DEBKA-Net-Weekly explains:
The Americans only count terrorist attacks that come off, such as suicide bombings – single or multiple, roadside bombs that explode and cause damage or casualties, attacks and ambushes by large gangs of gunmen and shooting attacks, including sniper fire. To these are added attacks foiled by US or Iraqi forces and the apprehension of Iraqi guerrillas and al Qaeda terrorists.
American commanders do not include terrorist failures in their statistics.
For example, a large bomb that fails to explode on an Iraqi or Mosul main thoroughfare is not recorded as a terrorist attack; neither are, say, bombing plots against the Green Zone government and US command center, or a large Baghdad hotel, if thwarted by an intelligence tip-off.
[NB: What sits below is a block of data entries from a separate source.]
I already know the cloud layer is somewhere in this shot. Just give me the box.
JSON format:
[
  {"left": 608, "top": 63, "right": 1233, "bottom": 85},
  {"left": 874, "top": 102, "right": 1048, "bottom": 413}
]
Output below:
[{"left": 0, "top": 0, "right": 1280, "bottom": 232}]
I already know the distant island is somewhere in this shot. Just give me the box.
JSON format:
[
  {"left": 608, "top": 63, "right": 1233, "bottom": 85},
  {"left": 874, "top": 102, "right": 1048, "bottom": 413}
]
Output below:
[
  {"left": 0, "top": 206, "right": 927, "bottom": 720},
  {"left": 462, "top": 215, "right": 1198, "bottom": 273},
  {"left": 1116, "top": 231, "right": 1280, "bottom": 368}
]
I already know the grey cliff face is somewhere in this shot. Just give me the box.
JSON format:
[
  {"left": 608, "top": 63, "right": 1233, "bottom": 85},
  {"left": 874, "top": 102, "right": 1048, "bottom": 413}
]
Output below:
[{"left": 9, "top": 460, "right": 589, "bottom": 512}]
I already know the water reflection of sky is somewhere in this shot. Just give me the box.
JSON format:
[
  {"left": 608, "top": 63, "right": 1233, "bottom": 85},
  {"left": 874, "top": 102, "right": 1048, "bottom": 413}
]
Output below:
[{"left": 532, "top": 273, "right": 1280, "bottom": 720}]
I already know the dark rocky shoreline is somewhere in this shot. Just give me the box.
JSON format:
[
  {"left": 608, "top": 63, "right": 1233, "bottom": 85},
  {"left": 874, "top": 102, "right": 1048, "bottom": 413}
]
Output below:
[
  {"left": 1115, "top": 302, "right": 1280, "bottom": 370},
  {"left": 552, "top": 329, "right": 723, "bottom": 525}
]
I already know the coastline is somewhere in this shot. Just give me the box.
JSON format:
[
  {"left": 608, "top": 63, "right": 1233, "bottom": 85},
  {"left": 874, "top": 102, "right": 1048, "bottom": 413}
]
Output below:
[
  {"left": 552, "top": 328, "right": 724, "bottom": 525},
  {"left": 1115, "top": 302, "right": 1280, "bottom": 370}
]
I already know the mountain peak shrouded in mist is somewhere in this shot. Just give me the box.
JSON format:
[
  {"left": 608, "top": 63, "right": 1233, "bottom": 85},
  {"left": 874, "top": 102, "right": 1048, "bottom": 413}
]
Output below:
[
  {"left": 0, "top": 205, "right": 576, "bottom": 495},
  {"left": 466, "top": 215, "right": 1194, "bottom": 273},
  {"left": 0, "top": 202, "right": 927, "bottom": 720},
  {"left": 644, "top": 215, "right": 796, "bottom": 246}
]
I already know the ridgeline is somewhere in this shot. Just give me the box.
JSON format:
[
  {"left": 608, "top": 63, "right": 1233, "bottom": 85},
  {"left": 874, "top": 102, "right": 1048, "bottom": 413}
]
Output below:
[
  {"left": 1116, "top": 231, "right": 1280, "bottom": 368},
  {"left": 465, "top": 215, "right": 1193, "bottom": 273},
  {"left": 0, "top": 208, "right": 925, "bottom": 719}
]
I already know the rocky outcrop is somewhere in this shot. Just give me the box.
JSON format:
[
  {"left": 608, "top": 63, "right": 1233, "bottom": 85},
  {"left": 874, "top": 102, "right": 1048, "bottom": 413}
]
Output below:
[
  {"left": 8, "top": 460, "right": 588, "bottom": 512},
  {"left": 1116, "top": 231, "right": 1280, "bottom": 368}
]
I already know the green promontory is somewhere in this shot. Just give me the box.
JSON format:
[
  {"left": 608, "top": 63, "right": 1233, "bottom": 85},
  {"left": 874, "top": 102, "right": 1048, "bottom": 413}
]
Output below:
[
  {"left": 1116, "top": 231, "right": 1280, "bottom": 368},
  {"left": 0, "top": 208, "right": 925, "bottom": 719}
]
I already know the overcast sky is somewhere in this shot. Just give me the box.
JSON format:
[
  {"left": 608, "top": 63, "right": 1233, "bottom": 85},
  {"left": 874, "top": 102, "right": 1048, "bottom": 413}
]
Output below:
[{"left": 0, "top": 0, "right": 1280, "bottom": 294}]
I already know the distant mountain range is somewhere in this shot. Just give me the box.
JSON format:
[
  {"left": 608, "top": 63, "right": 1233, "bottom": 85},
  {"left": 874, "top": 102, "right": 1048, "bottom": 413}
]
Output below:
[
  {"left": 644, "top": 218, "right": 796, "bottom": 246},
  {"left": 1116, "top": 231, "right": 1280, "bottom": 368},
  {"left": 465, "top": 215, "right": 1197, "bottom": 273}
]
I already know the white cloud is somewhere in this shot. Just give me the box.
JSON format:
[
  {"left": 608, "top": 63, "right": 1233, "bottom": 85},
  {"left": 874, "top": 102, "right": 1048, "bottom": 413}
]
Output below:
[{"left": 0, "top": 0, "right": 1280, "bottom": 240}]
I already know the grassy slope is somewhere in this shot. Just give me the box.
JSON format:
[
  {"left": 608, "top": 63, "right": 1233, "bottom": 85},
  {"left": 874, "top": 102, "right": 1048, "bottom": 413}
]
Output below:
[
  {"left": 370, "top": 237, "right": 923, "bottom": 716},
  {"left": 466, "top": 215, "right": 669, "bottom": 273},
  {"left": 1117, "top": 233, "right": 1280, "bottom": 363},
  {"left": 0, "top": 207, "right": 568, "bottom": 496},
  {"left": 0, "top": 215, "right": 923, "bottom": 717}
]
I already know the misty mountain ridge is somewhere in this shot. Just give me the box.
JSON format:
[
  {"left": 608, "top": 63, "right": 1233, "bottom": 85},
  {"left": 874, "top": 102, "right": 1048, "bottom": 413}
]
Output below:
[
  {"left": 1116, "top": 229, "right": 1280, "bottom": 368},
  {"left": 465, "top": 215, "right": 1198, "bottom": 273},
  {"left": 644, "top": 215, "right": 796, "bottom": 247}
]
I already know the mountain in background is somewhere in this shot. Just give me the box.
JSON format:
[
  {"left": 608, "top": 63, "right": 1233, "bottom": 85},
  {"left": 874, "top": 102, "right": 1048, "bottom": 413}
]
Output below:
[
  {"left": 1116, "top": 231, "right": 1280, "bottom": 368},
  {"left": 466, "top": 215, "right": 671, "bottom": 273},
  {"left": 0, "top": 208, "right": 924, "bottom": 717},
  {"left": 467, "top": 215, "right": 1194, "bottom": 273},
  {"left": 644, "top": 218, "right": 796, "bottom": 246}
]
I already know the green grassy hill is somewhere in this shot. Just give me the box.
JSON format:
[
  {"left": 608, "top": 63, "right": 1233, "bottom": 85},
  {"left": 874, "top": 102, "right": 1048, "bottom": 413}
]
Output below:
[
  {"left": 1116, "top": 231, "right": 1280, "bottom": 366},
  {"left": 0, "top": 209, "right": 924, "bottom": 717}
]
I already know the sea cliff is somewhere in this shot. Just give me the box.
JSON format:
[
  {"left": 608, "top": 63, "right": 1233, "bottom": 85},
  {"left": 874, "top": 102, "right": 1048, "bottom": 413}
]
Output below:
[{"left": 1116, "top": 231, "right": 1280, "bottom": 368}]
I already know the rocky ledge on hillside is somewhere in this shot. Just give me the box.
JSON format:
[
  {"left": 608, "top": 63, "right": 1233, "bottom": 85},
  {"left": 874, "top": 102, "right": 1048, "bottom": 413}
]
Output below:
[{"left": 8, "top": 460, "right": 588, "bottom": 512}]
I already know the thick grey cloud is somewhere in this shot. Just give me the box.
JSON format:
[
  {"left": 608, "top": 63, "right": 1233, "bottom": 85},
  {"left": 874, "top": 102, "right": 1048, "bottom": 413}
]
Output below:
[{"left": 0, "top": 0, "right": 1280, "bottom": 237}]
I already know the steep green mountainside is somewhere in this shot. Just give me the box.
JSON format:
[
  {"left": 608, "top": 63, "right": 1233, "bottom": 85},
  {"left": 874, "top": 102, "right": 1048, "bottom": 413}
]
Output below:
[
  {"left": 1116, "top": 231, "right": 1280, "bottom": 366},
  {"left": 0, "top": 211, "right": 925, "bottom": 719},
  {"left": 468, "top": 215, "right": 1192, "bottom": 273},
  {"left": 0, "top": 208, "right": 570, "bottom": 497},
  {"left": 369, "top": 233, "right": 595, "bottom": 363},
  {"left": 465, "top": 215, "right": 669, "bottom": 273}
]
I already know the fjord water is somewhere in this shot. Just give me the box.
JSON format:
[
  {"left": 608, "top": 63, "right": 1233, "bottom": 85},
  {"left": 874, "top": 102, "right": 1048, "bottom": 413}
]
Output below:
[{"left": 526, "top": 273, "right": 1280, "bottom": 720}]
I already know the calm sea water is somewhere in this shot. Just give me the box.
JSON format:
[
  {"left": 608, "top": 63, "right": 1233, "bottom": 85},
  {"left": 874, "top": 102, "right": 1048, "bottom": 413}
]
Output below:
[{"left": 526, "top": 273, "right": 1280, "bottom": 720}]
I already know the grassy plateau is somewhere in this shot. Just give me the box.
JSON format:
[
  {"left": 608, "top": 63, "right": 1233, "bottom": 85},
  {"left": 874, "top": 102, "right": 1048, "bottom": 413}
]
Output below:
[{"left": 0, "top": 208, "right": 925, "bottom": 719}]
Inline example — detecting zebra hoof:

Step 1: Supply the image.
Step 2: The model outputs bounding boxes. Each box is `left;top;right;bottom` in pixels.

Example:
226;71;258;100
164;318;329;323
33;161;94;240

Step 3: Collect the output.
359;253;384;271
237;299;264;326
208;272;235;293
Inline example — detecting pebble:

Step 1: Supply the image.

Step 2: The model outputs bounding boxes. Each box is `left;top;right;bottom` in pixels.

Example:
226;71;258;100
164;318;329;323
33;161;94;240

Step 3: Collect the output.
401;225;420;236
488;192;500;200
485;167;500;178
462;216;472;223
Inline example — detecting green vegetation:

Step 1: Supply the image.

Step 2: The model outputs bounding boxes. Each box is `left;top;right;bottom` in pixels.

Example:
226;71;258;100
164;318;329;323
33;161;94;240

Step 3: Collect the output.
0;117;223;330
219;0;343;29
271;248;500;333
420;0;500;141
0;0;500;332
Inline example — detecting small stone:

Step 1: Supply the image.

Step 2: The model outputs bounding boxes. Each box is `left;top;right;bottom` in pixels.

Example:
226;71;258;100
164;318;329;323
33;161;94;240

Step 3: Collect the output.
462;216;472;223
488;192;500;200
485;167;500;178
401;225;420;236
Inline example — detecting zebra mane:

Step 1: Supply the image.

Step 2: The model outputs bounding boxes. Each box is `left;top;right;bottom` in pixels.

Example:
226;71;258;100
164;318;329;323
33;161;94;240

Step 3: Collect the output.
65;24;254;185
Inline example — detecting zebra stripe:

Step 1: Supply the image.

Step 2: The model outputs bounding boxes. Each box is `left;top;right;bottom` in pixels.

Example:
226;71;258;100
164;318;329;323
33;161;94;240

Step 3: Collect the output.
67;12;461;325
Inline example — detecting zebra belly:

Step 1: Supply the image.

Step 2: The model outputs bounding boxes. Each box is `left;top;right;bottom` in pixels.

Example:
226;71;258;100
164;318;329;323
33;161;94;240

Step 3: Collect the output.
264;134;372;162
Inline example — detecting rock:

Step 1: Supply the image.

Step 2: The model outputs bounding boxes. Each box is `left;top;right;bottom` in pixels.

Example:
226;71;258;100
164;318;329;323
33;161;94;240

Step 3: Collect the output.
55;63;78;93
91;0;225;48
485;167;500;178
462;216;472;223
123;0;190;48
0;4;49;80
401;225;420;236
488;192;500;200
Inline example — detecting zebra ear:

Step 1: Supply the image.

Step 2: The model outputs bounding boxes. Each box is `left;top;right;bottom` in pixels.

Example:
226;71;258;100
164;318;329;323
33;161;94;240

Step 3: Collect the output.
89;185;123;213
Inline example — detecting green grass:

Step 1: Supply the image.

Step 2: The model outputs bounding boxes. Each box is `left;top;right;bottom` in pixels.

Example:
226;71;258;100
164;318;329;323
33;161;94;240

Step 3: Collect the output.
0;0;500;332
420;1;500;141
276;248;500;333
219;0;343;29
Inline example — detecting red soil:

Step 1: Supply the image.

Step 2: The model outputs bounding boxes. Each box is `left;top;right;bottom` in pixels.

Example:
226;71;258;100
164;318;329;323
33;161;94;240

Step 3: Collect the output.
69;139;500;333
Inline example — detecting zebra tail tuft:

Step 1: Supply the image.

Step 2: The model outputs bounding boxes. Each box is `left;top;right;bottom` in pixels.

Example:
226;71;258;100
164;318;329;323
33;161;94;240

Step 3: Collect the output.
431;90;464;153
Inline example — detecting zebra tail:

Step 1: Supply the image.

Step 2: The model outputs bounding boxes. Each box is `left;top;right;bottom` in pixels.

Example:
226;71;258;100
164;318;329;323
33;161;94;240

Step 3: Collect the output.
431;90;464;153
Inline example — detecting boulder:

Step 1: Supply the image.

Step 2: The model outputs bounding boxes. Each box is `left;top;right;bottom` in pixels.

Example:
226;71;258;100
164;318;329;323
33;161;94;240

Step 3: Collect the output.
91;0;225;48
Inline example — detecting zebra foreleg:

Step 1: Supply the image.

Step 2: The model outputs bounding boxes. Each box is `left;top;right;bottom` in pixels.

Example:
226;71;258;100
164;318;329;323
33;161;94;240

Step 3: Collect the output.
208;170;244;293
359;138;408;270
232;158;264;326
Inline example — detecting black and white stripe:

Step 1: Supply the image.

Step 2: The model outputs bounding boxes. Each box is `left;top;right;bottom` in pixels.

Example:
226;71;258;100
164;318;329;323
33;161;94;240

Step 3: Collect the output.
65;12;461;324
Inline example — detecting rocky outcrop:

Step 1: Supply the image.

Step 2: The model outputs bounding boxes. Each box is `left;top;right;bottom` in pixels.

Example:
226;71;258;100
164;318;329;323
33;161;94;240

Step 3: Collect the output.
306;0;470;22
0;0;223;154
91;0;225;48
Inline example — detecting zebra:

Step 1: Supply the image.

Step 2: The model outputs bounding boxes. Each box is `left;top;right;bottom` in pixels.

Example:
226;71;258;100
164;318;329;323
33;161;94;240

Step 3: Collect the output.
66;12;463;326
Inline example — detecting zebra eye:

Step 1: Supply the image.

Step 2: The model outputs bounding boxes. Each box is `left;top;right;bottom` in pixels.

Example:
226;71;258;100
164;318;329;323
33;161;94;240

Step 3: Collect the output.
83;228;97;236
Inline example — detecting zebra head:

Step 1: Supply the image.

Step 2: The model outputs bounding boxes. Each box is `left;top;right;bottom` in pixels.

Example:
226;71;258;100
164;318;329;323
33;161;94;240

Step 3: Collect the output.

Most recently, the massacre of 1,500 Shiite pilgrims at the Kathimiya mosque in Baghdad last month was counted as a disaster rather than an act of terror, because many of the casualties were the victims of a stampede. That the stampede was planned and triggered by rocket fire, gunfire and suicide bombers was not enough for the US to classify the episode as a terror attack.
The British and Australians, for their part, say the dry statistics of terror, when shorn of their impact on critical events of the larger conflict, are meaningless.
They take as an example the systematic al Qaeda-insurgent campaign of slaughter against Iraqi police and military recruits lining up at police bases or in training. The numbers, say the British and Australians, are worth little when separated from subsequent mobilization figures.
To evaluate the campaign’s effectiveness, they propose measuring the lines of recruits before and after to find out if recruiting has dropped. If the numbers remain steady, then the Iraqi insurgents and al Qaeda have failed; but if there is a failing-off, then the terrorists have won and will be encouraged to persevere.
Failed terrorists also deserve a place in the statistical data, say America’s senior allies in Iraq. Projected terrorist strikes called off at the last minute matter, they maintain – whether cancelled because of unknown internal hitches in the terror groups, because their planners are deterred by efficient preventive security measures at the targeted site or by incoming intelligence data.
The longer the war goes on, the further apart are the allies in their evaluations of insurgent-jihadi terror, its impact and the conclusions they draw from their diverse statistics.